I have gotten messages from several newer patients asking if this frequency of death is common for mast cell patients. It’s not. They are understandably alarmed at the number of people in our community who have died recently. I am alarmed. Watching your friends die never gets easier. There is no amount of expectation that can blunt the pain. There is no way to prepare.

Spending time in this space feels dangerous. It is not safe to linger here.

I have never stopped being affected by the deaths of mast cell patients I only knew casually. Even if you weren’t close to someone who has died, even if the only link you have is that you both have a common rare disease, you still feel it. You are bonded to the people who understand your suffering. We are part of the same whole.

I have seen a few people express concern that over time, these people will be forgotten. They will not. I remember the name of every single mast cell patient that has died since I joined the community several years ago. I remember the shock I suffered when I learned about each of them. So will all of you.
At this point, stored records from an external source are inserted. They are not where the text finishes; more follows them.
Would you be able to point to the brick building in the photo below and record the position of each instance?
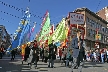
(4, 37)
(93, 24)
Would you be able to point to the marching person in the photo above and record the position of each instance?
(52, 54)
(27, 52)
(77, 45)
(13, 54)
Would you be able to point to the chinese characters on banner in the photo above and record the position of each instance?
(76, 18)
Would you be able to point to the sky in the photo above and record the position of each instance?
(56, 8)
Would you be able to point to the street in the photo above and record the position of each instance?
(6, 65)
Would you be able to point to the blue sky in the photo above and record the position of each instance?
(57, 10)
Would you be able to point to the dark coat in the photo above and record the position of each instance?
(52, 51)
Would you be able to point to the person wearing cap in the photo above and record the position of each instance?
(77, 45)
(52, 54)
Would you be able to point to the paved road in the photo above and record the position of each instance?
(6, 65)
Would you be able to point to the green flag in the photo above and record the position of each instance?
(45, 28)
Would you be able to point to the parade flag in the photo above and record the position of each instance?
(45, 30)
(57, 33)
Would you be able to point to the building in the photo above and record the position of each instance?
(4, 37)
(93, 25)
(103, 13)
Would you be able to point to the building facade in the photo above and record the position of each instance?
(5, 38)
(93, 25)
(103, 13)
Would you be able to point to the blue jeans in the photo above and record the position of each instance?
(51, 61)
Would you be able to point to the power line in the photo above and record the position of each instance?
(21, 10)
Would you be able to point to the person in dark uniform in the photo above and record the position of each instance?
(13, 52)
(35, 54)
(52, 54)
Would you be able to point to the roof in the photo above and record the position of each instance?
(92, 13)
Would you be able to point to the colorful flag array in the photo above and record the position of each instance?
(45, 30)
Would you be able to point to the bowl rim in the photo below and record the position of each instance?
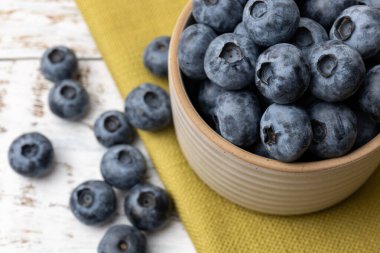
(176, 84)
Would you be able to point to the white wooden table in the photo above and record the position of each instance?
(34, 214)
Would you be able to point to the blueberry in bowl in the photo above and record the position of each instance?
(31, 155)
(270, 22)
(255, 181)
(359, 27)
(282, 73)
(230, 61)
(337, 71)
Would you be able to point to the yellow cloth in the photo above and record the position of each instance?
(122, 28)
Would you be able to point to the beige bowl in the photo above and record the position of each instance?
(255, 182)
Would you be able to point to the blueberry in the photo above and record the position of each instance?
(194, 42)
(156, 56)
(93, 202)
(31, 155)
(122, 239)
(371, 3)
(241, 30)
(230, 61)
(369, 94)
(309, 33)
(324, 11)
(359, 27)
(282, 73)
(236, 116)
(285, 131)
(148, 107)
(112, 128)
(271, 21)
(337, 71)
(59, 63)
(220, 15)
(69, 100)
(148, 207)
(208, 92)
(373, 61)
(123, 166)
(334, 129)
(367, 128)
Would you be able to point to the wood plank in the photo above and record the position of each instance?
(29, 27)
(34, 213)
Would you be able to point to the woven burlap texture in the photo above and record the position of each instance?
(122, 28)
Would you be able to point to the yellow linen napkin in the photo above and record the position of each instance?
(122, 28)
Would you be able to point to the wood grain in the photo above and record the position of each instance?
(256, 182)
(29, 27)
(34, 213)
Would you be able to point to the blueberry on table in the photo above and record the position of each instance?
(282, 73)
(123, 167)
(337, 71)
(208, 92)
(220, 15)
(324, 11)
(69, 100)
(309, 33)
(93, 202)
(230, 61)
(31, 155)
(359, 27)
(271, 21)
(122, 239)
(369, 94)
(194, 42)
(156, 56)
(334, 129)
(286, 132)
(148, 207)
(237, 116)
(367, 128)
(241, 30)
(148, 108)
(112, 128)
(59, 63)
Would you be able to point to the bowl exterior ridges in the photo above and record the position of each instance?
(255, 182)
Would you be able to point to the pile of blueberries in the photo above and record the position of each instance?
(123, 166)
(267, 76)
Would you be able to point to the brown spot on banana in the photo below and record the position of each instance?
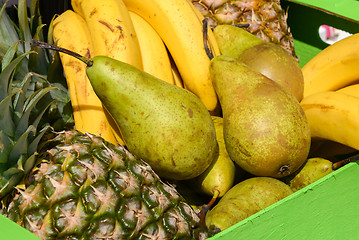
(106, 25)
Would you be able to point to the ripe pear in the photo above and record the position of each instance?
(267, 58)
(166, 126)
(313, 170)
(265, 129)
(220, 175)
(245, 199)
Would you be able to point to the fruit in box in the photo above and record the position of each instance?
(266, 19)
(265, 129)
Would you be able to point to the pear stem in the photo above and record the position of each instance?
(36, 43)
(205, 38)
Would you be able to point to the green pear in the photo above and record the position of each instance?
(313, 170)
(220, 175)
(245, 199)
(166, 126)
(267, 58)
(265, 129)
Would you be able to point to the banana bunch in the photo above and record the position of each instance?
(70, 31)
(331, 93)
(333, 68)
(152, 35)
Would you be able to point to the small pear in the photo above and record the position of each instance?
(269, 59)
(245, 199)
(313, 170)
(166, 126)
(265, 129)
(220, 175)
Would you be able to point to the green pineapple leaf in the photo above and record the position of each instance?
(30, 103)
(8, 33)
(6, 122)
(9, 55)
(5, 75)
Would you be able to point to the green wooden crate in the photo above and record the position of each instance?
(324, 210)
(328, 208)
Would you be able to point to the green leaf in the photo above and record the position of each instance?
(9, 179)
(9, 55)
(5, 148)
(29, 105)
(7, 124)
(33, 146)
(29, 163)
(39, 62)
(21, 146)
(5, 75)
(8, 34)
(24, 24)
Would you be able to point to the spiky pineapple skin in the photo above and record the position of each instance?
(87, 188)
(266, 18)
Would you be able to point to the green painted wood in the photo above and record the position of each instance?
(9, 230)
(325, 210)
(345, 8)
(304, 20)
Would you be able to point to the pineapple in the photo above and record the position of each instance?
(26, 98)
(66, 184)
(266, 18)
(87, 188)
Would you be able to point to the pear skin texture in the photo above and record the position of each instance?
(277, 64)
(313, 170)
(168, 127)
(265, 129)
(220, 175)
(245, 199)
(232, 40)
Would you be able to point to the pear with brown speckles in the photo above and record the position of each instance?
(166, 126)
(265, 129)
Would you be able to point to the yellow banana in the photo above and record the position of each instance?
(176, 76)
(334, 67)
(333, 115)
(111, 28)
(112, 34)
(70, 32)
(351, 90)
(182, 32)
(154, 54)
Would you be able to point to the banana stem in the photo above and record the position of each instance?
(36, 43)
(205, 38)
(341, 163)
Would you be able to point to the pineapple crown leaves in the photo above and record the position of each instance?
(45, 63)
(18, 139)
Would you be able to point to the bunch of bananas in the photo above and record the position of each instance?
(331, 93)
(150, 35)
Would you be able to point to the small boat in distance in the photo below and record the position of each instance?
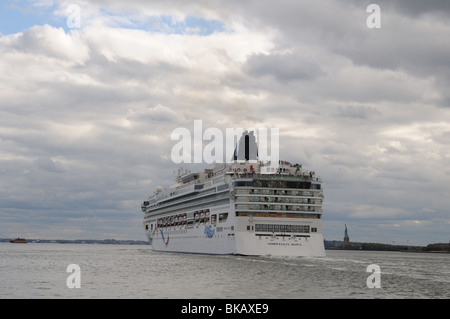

These people are gone now. There will be no vibrant resurgence in the coming spring. But they were people with lives that touched others and living in the love those people carry is a kind of rebirth. Those people will remember the ways they are changed by having known this person. They will remember favorite things and inside jokes. They will remember goals and aspirations and hopes and faith. They will remember better days.

I want you to remember that the people who are gone can never be completely lost to us. That the things they breathed into the air linger still. That when you breathe, you are breathing them in. This world has been marked by their presence, both physically and emotionally. It has literally been changed in a way that is individual to each person. And because of that, they will never be forgotten. How could they be, when they helped to build this world?

There is a poem about death that has always resonated with me. My instructions for my funeral, hopefully many years from now, include this poem being read.

Do not stand at my grave and weep.
I am not there. I do not sleep.
I am a thousand winds that blow.
I am the diamond glints on snow.
I am the sunlight on ripened grain.
I am the gentle autumn rain.
When you awaken in the morning’s hush,
I am the swift uplifting rush
Of quiet birds in circled flight.
I am the soft stars that shine at night.
Do not stand at my grave and cry;
I am not there. I did not die.
-Mary Elizabeth Frye

Be kind to yourselves. Take care. This season will end.